Seolah Sang Kacang lupa dari mana dia berasal. Seolah Sang Kacang lupa perjuangannya mencapai kegemilangan di hari ini dimulai langkahnya sejak beberapa tahun lamanya. Sang Kacang selalu membandingkan dengan yang lebih. Dengan yang punya. Kalau anak orang bisa sekolah di sekolah internasional, kenapa anakku tidak? Kalau orang bisa beli tas seharga USD 2.000, kenapa aku tidak? Kalau bisa lebih, 8.000-10.000 USD mungkin? Kalau orang bisa nonton konser dengan terbang ke Singapura, maaf ya, mainanku sekarang nonton Broadway di Amerika.
Sang Kacang hampir lupa diri, lupa segalanya. Ketika itu dia tak lagi peduli pada mereka yang menderita. Ketika anaknya tak diterima di sekolah internasional andalan, dia lakukan pelbagai cara. Yang penting, anaknya diterima. Uang berapa pun tak jadi masalah. Sementara di pelosok nusantara, masih banyak anak yang menunggak bayaran sekolah. Masih banyak yang tak sanggup beli seragam, sepatu, atau buku pelajaran. Sekolah bagi mereka masihlah barang mewah. Semewah daging yang hanya bisa dimakan tiap dua minggu sekali. Sang Kacang lupa, di tengah kemegahan hidupnya yang selalu berpusat pada dirinya, bahwa masih banyak insan manusia yang butuh pertolongan. Yang sungguh prihatin hidupnya. Yang sungguh hari itu tak tahu harus makan apa.
Sang Kacang hampir saja melupakan kulitnya secara total, membuangnya sehingga nyaris tak bersisa, sehingga dia bisa lupakan masa lalunya (karena diam-diam dia pun malu pada masa lalunya yang kurang cemerlang itu dan berusaha menguburnya). Namun, di saat itu seluruh keadaan berubah. Kemapanan terenggut, kesulitan bertubi-tubi menyambangi tanpa henti, kenyamanan ditarik. Tinggal Sang Kacang menyesali. Haruskah sombong setengah mati ketika berjaya? Haruskah hamburkan uang secara percuma ketika sedang kaya? Kini ketika dia jatuh, tak lagi punya apa-apa, dia menyesali dirinya. Kalau saja dia ingat kulitnya, mungkin tak begini jadinya.
Sia-sia? Tidak juga.
Pembelajaran hidup acap kali dibayar dengan mahal. Tetapi, memang bukan suatu hal yang tanpa guna.

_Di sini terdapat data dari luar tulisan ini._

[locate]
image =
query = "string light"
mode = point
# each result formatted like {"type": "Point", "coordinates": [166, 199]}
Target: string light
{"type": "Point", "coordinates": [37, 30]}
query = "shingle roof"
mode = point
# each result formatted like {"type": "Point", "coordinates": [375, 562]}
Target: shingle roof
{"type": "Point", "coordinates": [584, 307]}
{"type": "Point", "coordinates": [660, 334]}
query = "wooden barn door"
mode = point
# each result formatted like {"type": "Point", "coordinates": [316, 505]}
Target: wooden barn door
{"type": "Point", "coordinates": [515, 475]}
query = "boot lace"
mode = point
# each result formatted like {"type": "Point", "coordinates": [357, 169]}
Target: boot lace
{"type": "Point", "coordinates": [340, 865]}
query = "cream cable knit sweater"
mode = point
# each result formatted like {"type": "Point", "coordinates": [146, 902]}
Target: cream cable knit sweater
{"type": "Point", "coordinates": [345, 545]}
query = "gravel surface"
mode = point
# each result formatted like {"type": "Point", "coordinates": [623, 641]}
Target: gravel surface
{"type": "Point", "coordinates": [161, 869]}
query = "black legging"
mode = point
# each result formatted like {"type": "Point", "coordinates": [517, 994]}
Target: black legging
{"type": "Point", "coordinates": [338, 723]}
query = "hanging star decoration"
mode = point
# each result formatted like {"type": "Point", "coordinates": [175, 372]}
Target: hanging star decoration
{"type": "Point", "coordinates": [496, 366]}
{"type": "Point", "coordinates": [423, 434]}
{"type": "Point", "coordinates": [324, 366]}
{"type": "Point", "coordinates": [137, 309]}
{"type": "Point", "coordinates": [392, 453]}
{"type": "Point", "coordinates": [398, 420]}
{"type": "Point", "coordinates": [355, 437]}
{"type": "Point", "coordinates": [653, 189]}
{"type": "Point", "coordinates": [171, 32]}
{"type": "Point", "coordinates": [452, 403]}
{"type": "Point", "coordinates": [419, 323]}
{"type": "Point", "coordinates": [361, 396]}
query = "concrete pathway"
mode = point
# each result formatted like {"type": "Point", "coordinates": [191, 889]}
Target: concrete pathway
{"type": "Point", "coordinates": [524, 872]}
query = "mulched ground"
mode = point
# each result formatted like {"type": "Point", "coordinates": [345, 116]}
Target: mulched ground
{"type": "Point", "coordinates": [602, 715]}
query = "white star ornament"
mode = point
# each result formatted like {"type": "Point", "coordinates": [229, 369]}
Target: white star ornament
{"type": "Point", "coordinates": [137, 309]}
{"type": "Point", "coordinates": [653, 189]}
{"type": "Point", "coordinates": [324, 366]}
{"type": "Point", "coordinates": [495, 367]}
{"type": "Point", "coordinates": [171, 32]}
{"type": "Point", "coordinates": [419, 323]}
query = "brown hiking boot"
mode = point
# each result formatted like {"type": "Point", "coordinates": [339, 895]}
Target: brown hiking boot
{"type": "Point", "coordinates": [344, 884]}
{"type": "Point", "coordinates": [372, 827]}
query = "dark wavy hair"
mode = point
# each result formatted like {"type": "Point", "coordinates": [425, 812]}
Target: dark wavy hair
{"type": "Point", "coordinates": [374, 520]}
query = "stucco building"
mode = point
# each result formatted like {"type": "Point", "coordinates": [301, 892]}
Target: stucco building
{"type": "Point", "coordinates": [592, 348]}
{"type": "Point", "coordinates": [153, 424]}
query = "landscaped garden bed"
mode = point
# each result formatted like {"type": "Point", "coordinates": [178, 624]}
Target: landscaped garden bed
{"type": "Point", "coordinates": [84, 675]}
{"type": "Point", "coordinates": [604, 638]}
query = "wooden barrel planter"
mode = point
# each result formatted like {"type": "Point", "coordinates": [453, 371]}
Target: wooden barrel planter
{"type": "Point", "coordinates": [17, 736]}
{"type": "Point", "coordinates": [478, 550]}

Sang Kacang menata hidupnya kembali. Dan kali ini, kalau sampai dia mengecap lagi indahnya sukses dunia, dia akan ingat kulitnya. Dia akan ingat sumbernya. Dia akan ingat DIA yang sudah memberikan segalanya. Dia akan lakukan semuanya dengan cara yang berbeda. Dan dia akan buktikan itu semua, lewat perbaikan dirinya.
HCMC, 5 Maret 2010
-fon-
* kalau lagi beruntung dan sukses, ingatlah Dia. Terlalu sering kita meminta ketika susah, tetapi lupa akan Dia ketika bahagia.